01-28-2022 09:33 AM
Hello,
I witnessed a strange behaviour in two of our eight Firepower Clusters.
Affected are one FTD 2110 HA Cluster and one FTD 4110 HA Cluster all on 6.6.5.
After a mayor power outage in our DC all Systems went down.
(VXRAIL, Switches, Router, Firewalls all offline for an hour)
The Staff on side switched the power back on and all devices came back online in no specific order.
Nothing has been brocken but some Client couldn't reach their Gateways.
It turns out that the one DC Cluster went in active / active and didn't negotiate their HA State.
The GW IP was active on both FTDs and the Clients lost the connection form time to time.
Switch Active Peer had no effect and the sync between both FTDs didn't finish after 30 min. so we rebooted the "standby" FTD and let the active up and running.

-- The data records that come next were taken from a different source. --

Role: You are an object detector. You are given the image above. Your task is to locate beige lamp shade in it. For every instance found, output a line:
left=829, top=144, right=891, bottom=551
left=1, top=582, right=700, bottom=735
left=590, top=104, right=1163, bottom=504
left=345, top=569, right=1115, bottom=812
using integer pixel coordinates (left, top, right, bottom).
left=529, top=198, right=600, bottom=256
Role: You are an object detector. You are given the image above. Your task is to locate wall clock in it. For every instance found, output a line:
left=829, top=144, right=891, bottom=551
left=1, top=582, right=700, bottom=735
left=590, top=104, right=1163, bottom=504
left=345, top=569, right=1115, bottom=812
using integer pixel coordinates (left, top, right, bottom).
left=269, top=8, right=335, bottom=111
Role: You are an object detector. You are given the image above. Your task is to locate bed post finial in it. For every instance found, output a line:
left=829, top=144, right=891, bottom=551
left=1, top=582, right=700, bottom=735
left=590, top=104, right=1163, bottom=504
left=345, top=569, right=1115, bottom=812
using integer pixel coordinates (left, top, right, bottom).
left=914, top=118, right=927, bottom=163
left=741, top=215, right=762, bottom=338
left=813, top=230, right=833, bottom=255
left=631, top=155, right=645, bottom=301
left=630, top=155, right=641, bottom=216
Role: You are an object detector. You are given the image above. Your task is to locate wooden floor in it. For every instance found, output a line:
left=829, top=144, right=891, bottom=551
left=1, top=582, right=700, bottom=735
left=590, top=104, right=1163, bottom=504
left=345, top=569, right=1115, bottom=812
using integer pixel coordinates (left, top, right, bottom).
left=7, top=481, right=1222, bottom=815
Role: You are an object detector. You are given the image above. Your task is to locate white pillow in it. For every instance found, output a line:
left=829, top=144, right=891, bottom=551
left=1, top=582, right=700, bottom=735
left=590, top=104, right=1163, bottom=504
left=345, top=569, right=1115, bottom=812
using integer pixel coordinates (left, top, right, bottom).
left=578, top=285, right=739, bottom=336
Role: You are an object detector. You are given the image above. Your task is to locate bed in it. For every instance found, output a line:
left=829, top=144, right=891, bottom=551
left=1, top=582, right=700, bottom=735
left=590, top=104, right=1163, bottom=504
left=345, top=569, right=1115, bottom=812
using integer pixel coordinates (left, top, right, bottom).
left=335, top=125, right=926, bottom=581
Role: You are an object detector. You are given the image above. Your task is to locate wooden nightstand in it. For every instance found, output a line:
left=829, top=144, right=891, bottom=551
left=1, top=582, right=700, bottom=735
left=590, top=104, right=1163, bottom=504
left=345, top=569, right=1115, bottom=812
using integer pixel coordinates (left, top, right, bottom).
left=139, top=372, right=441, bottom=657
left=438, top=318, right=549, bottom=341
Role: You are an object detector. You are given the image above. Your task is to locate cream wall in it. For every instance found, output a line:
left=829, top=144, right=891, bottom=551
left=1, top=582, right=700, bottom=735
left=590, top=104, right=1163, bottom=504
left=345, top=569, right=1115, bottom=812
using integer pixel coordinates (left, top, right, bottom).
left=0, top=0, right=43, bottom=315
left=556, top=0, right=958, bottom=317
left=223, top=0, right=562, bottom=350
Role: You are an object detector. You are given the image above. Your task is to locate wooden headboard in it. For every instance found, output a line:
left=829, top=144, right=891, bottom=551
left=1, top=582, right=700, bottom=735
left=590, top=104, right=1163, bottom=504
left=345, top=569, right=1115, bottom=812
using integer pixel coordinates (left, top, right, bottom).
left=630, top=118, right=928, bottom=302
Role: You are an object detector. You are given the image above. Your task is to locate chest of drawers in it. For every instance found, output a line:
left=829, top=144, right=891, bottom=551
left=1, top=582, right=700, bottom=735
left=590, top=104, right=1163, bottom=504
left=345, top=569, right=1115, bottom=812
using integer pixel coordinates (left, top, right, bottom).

The Reboot changes nothing and we had to power shutdown on FTD (the not working "standby".)
I did some research and found no specific bug.
I will try the following Steps on a Maintenance Window next Week:
- HA Suspend on the "active" FTD
(boot the "standby" and looking for some logs or crash reports)
- Resume HA
- Reboot both FTDs
Any thought or tasks would be helpful.
regards
Alex
Solved! Go to Solution.
09-21-2022 01:12 PM
01-28-2022 09:47 AM
Since unexpected power outage, May be something might have crashed,
- Please confirm between the device Layer 2 is ok ?
- the one offline (remove all the connection, boot the device and check, is that booted ? as expected before you go to next step ?
01-30-2022 08:36 AM
Yes, both Clusters are directly connected withe an Ethernet cable.
01-28-2022 12:41 PM - edited 01-28-2022 01:11 PM
Hi Alex,
we faced similar issues on several customers deployments already after power outages and simultaneous boot of the primary and secondary node.
Please send the output of
show failover show failover history
from the primary and secondary appliances to validate my suspicion.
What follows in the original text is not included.